Esa Mariposita, a la que le faltan dos brillantitos y que utilizaba para sujetarme el cabello cuando hacia calor, ayer en la tarde decidí guardarla en una cajita de madera pintada a mano, que me trajo mi tía Chus de Venezuela.
La Mariposita lleva dos meses en mi habitación encima de la mesilla de noche o en la cómoda e incluso en la alfombra, la he visto tirada por todas partes y aún así me gustaba saber que anda por ahí. Tenerla a la vista, recogerla del suelo si caía y colocarla de nuevo sobre la mesilla.
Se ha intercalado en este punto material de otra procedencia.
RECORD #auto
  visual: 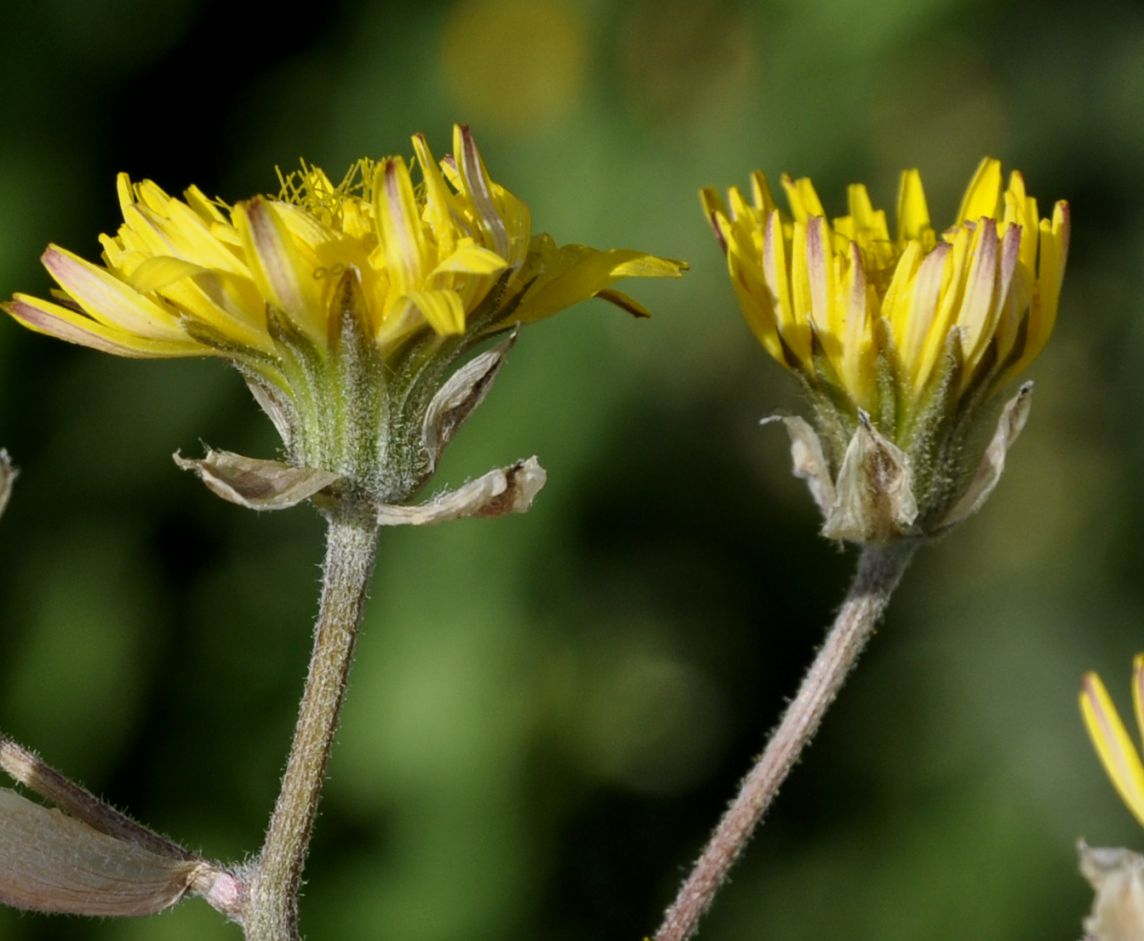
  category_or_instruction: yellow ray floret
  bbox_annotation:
[1080,654,1144,826]
[701,158,1068,410]
[5,126,685,368]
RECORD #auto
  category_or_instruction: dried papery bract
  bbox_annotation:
[1078,840,1144,941]
[5,126,686,941]
[0,737,245,917]
[656,159,1068,941]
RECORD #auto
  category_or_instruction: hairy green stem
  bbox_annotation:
[656,543,915,941]
[241,508,378,941]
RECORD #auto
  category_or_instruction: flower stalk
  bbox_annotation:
[654,541,917,941]
[241,504,378,941]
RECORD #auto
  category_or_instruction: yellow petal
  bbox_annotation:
[1080,673,1144,826]
[782,174,826,222]
[233,199,326,349]
[374,157,429,294]
[898,169,934,247]
[40,245,185,341]
[750,170,774,213]
[0,294,204,359]
[513,241,685,324]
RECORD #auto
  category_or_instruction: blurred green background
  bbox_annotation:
[0,0,1130,941]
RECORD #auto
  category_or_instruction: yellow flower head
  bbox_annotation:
[702,158,1068,425]
[5,126,685,499]
[702,159,1068,543]
[1080,654,1144,827]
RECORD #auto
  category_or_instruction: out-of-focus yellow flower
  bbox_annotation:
[5,126,685,502]
[702,158,1068,423]
[1080,654,1144,827]
[702,159,1068,542]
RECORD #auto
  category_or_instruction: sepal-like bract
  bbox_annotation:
[174,448,548,526]
[1077,840,1144,941]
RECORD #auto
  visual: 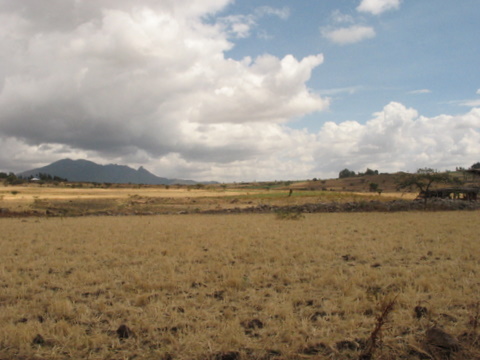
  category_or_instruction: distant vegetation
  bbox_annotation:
[338,168,378,179]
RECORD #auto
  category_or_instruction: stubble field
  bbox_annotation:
[0,211,480,360]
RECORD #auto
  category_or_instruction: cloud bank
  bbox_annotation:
[0,0,480,181]
[357,0,402,15]
[322,25,375,45]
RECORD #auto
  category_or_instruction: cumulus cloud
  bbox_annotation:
[321,25,375,45]
[357,0,402,15]
[410,89,432,95]
[0,0,480,181]
[0,0,328,174]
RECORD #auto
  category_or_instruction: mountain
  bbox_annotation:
[17,159,202,185]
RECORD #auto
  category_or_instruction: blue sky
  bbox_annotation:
[226,0,480,129]
[0,0,480,182]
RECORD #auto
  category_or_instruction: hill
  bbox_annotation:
[17,159,202,185]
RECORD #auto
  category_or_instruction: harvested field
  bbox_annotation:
[0,211,480,360]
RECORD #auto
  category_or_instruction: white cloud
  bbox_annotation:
[321,25,375,45]
[330,10,354,23]
[357,0,402,15]
[255,6,290,20]
[459,99,480,107]
[0,0,328,178]
[0,102,480,181]
[409,89,432,95]
[0,0,480,181]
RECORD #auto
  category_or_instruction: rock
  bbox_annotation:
[335,340,360,351]
[240,319,265,330]
[413,306,428,319]
[32,334,45,345]
[425,327,459,352]
[117,324,133,339]
[302,343,332,355]
[215,351,240,360]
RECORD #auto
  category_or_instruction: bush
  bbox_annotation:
[275,210,305,220]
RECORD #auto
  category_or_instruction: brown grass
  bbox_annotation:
[0,211,480,360]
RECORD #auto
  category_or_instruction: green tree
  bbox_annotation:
[397,168,460,209]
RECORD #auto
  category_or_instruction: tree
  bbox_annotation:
[397,168,460,209]
[338,169,355,179]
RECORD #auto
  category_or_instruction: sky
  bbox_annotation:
[0,0,480,182]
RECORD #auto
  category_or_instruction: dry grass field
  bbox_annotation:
[0,184,416,216]
[0,212,480,360]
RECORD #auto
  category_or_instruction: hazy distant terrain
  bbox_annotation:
[18,159,205,185]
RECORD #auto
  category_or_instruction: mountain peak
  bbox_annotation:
[18,159,196,185]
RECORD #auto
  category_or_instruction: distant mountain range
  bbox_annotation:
[17,159,214,185]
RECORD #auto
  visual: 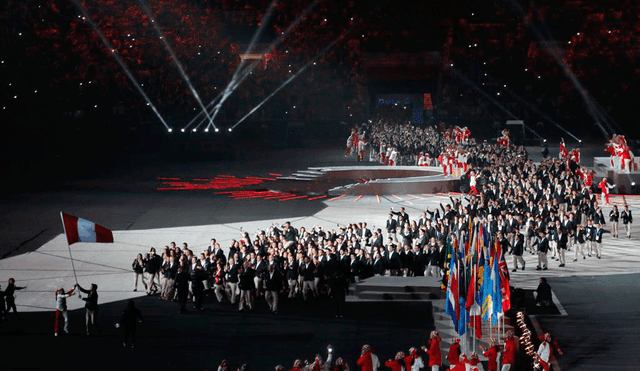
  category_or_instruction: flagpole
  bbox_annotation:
[60,211,78,284]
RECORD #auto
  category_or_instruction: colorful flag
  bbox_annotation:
[458,296,469,336]
[469,302,482,339]
[491,247,502,325]
[60,212,113,245]
[445,250,460,329]
[482,248,494,321]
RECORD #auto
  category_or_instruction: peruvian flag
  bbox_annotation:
[445,251,460,329]
[60,212,113,245]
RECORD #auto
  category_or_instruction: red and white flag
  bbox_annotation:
[60,212,113,245]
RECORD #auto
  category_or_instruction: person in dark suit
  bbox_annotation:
[300,256,316,302]
[386,213,398,240]
[329,270,349,318]
[409,246,426,277]
[116,299,144,349]
[174,262,189,314]
[253,254,267,296]
[510,233,525,272]
[282,256,298,299]
[238,260,256,312]
[160,256,178,300]
[263,265,282,314]
[385,245,402,276]
[76,283,102,336]
[4,278,25,320]
[371,229,382,248]
[373,252,385,276]
[349,253,362,283]
[534,230,549,270]
[556,227,569,267]
[189,256,207,310]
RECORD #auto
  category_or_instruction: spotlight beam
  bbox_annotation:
[73,0,171,131]
[208,0,319,128]
[212,0,277,125]
[229,27,353,130]
[138,0,215,128]
[184,92,222,129]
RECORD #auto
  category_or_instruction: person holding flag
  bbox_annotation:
[53,287,75,336]
[501,330,520,371]
[422,330,442,371]
[75,283,102,336]
[447,338,462,368]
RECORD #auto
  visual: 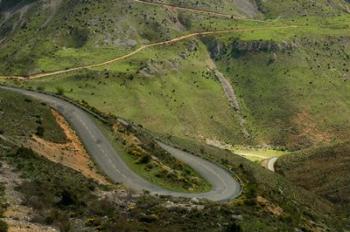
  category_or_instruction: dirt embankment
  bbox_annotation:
[28,110,110,184]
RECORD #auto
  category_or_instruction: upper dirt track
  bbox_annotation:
[0,86,241,201]
[0,25,298,80]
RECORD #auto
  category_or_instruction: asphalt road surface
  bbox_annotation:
[0,86,241,201]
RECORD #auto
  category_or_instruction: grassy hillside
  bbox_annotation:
[0,88,343,232]
[204,17,350,150]
[256,0,350,18]
[276,142,350,209]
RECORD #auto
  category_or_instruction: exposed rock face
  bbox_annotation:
[203,38,296,59]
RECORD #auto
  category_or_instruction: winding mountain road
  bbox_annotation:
[0,86,241,201]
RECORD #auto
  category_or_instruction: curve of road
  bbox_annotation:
[0,86,241,201]
[0,25,298,80]
[261,157,278,172]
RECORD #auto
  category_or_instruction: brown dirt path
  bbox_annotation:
[28,110,110,184]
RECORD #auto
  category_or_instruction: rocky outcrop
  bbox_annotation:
[203,38,296,59]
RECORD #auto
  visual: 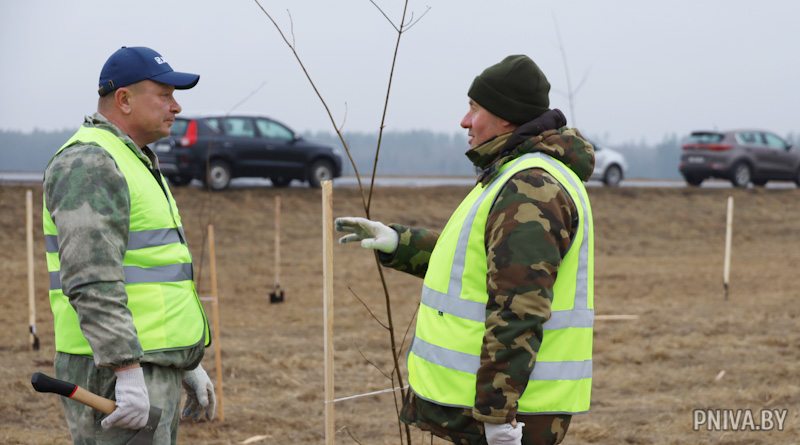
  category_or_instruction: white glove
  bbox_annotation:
[483,422,525,445]
[181,365,217,421]
[100,366,150,430]
[334,216,399,253]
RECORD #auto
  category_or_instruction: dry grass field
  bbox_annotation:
[0,182,800,445]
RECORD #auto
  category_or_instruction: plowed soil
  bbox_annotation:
[0,182,800,445]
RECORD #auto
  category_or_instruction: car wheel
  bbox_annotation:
[269,176,292,188]
[731,162,753,188]
[167,175,192,187]
[308,159,333,188]
[206,161,231,190]
[603,165,622,187]
[683,175,705,187]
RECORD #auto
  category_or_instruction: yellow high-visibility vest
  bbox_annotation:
[42,126,211,355]
[408,153,594,414]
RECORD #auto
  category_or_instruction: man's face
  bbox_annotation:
[461,99,514,148]
[122,80,181,145]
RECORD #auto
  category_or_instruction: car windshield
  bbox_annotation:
[686,133,725,144]
[169,119,189,137]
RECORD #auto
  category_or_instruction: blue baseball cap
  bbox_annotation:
[97,46,200,96]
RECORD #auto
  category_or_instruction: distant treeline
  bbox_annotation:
[0,126,800,179]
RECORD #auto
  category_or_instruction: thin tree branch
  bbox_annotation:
[339,425,363,445]
[354,345,394,383]
[347,286,389,331]
[286,8,296,48]
[339,102,347,133]
[553,13,577,127]
[367,0,411,213]
[253,0,368,209]
[369,0,400,32]
[254,0,424,445]
[398,305,419,360]
[403,6,431,32]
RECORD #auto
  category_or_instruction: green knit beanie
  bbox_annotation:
[467,55,550,125]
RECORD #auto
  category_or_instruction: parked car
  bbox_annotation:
[153,115,342,190]
[590,141,628,187]
[679,130,800,187]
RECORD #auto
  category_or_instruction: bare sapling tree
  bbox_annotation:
[553,14,589,127]
[254,0,430,445]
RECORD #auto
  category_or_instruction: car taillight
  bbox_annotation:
[181,120,197,147]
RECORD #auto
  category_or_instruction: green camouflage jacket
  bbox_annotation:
[381,119,594,443]
[44,113,204,368]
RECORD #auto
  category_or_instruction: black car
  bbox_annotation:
[153,116,342,190]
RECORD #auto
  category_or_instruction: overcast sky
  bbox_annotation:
[0,0,800,144]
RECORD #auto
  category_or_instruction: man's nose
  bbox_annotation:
[461,113,472,128]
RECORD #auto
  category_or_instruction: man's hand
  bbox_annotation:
[483,422,525,445]
[100,365,150,430]
[334,216,398,253]
[181,365,217,421]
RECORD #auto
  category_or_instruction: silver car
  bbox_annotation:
[679,130,800,187]
[590,142,628,187]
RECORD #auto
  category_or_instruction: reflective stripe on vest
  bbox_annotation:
[409,153,594,413]
[42,127,211,355]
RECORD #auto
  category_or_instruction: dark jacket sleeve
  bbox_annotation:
[44,145,142,367]
[473,165,577,423]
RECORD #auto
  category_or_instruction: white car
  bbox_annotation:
[590,142,628,187]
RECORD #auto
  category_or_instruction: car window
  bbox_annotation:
[763,133,786,150]
[205,117,222,133]
[223,117,256,138]
[686,133,725,144]
[736,131,764,145]
[256,119,294,141]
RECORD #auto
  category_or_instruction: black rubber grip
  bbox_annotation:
[31,372,76,397]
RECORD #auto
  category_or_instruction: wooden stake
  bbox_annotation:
[208,224,225,422]
[25,190,39,351]
[722,196,733,301]
[322,181,336,445]
[269,195,285,303]
[275,195,281,291]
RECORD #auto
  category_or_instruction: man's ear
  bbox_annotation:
[114,87,132,114]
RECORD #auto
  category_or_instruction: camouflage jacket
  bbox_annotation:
[44,113,204,368]
[381,110,594,430]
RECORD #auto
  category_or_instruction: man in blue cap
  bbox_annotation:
[42,47,216,444]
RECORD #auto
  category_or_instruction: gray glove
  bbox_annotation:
[334,216,399,253]
[483,422,525,445]
[181,365,217,421]
[100,366,150,430]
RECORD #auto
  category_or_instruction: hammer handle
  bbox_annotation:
[31,372,117,414]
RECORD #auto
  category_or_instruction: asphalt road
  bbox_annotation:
[0,172,797,189]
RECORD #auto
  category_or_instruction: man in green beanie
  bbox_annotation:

Una mañana traté de ponermela, pero se me cayó del pelo, al recogerla me di cuenta que le faltaban dos dientecitos para que se pudiese sujetar. Asi que antes de perderla preferí devolverla a su lugar, un sitio indefinido dentro de mi habitación.
Metida en una maleta, esa Mariposita se fue escondida a un país que no conocía, yo tampoco lo conozco pero me hizo ilusión su valentía. Vaya que atrevida!, pensé. Aquella mañana ella decidió meterse dentro de una maleta, sin preguntarle a nadie, sin mirar atrás y sin billete voló a un país donde cuentan historias aztecas, quizás se pensó que cambiar de aires le vendría bien.
Nunca me di cuenta que se habia marchado, ella es muy independiente y como siempre andaba perdida dentro de mi habitación no la eché en falta. Pensaba que algun día aparecería, como siempre lo hace, así de repente.
''Creo que esto es tuyo'', me dijo sacando la Mariposita de su maleta. Aquella no era mi habitación, ''¿Pero a donde se ha ido ésta?, pensé''. ''Si! es mía, gracias''. Sentí vergüenza por su atrevimiento, ''¿por qué te has ido sin avisar?'', le espeté con la voz en silencio desde mis pensamientos.
Por un momento pensé en dejarla sobre la mesa de la habitación, para que ella misma decidiera su destino, pero la vi tan emocionada de volverme a ver que la guardé en mi bolso de mano y la lleve conmigo durante siete días. Los días suficientes para que ella decidiera si quería meterse nuevamente en aquella maleta.
No me contó nada de su viaje, aun permanence en silencio guardando secretos vividos, descansando en la cajita rosa que vino de Venezuela.